R+R: Revisiting Static Feature-Based Android Malware Detection using Machine Learning
Md Tanvirul Alam, Dipkamal Bhusal, Nidhi Rastogi
TL;DR
This work targets reproducibility gaps in static-feature Android malware detection using ML. It rigorously evaluates six models on two datasets (Drebin, APIGraph) under offline and continuous active learning, with careful deduplication, hyperparameter tuning, and multi-seed reporting. The key finding is that well-tuned tree-based models like XGBoost often outperform neural nets once duplicates are removed, challenging assumptions about neural superiority in this domain.

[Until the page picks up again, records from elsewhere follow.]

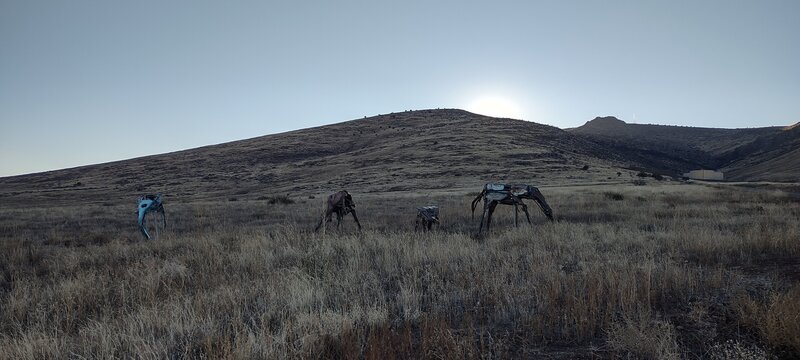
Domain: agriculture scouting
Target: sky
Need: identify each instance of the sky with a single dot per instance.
(85, 82)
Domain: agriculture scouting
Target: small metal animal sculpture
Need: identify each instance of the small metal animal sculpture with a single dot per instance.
(339, 203)
(426, 217)
(149, 204)
(493, 194)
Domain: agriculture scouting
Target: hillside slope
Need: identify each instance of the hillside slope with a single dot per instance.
(766, 154)
(417, 150)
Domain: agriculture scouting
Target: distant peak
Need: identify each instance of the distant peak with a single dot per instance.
(792, 127)
(605, 121)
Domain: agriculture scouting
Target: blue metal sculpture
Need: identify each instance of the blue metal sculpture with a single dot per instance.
(151, 204)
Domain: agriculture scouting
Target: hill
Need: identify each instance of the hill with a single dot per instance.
(425, 150)
(766, 154)
(422, 150)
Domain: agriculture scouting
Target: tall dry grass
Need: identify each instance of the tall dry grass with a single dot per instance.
(645, 272)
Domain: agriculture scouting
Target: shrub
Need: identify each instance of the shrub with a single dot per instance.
(281, 199)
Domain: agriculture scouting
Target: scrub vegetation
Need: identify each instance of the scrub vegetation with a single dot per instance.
(659, 271)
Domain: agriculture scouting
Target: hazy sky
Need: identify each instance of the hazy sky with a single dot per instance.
(84, 82)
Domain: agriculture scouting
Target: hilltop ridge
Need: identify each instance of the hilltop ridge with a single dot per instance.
(420, 150)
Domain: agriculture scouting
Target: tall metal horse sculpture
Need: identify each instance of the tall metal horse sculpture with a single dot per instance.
(493, 194)
(151, 204)
(339, 203)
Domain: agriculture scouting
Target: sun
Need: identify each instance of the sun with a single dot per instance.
(495, 106)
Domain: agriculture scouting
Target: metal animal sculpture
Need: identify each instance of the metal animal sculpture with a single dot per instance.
(151, 204)
(426, 217)
(339, 203)
(493, 194)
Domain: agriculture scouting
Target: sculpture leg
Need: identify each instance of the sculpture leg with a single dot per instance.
(483, 216)
(356, 218)
(325, 216)
(527, 215)
(489, 219)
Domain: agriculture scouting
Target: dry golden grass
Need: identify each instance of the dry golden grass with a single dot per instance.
(658, 271)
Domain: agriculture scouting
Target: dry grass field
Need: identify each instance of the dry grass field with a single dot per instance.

The authors provide an open-source benchmarking framework to promote transparent, reproducible security research and robust baselines for future malware-detection studies.
Abstract
Static feature-based Android malware detection using machine learning (ML) remains critical due to its scalability and efficiency. However, existing approaches often overlook security-critical reproducibility concerns, such as dataset duplication, inadequate hyperparameter tuning, and variance from random initialization. This can significantly compromise the practical effectiveness of these systems. In this paper, we systematically investigate these challenges by proposing a more rigorous methodology for model selection and evaluation. Using two widely used datasets, Drebin and APIGraph, we evaluate six ML models of varying complexity under both offline and continuous active learning settings. Our analysis demonstrates that, contrary to popular belief, well-tuned, simpler models, particularly tree-based methods like XGBoost, consistently outperform more complex neural networks, especially when duplicates are removed. To promote transparency and reproducibility, we open-source our codebase, which is extensible for integrating new models and datasets, facilitating reproducible security research.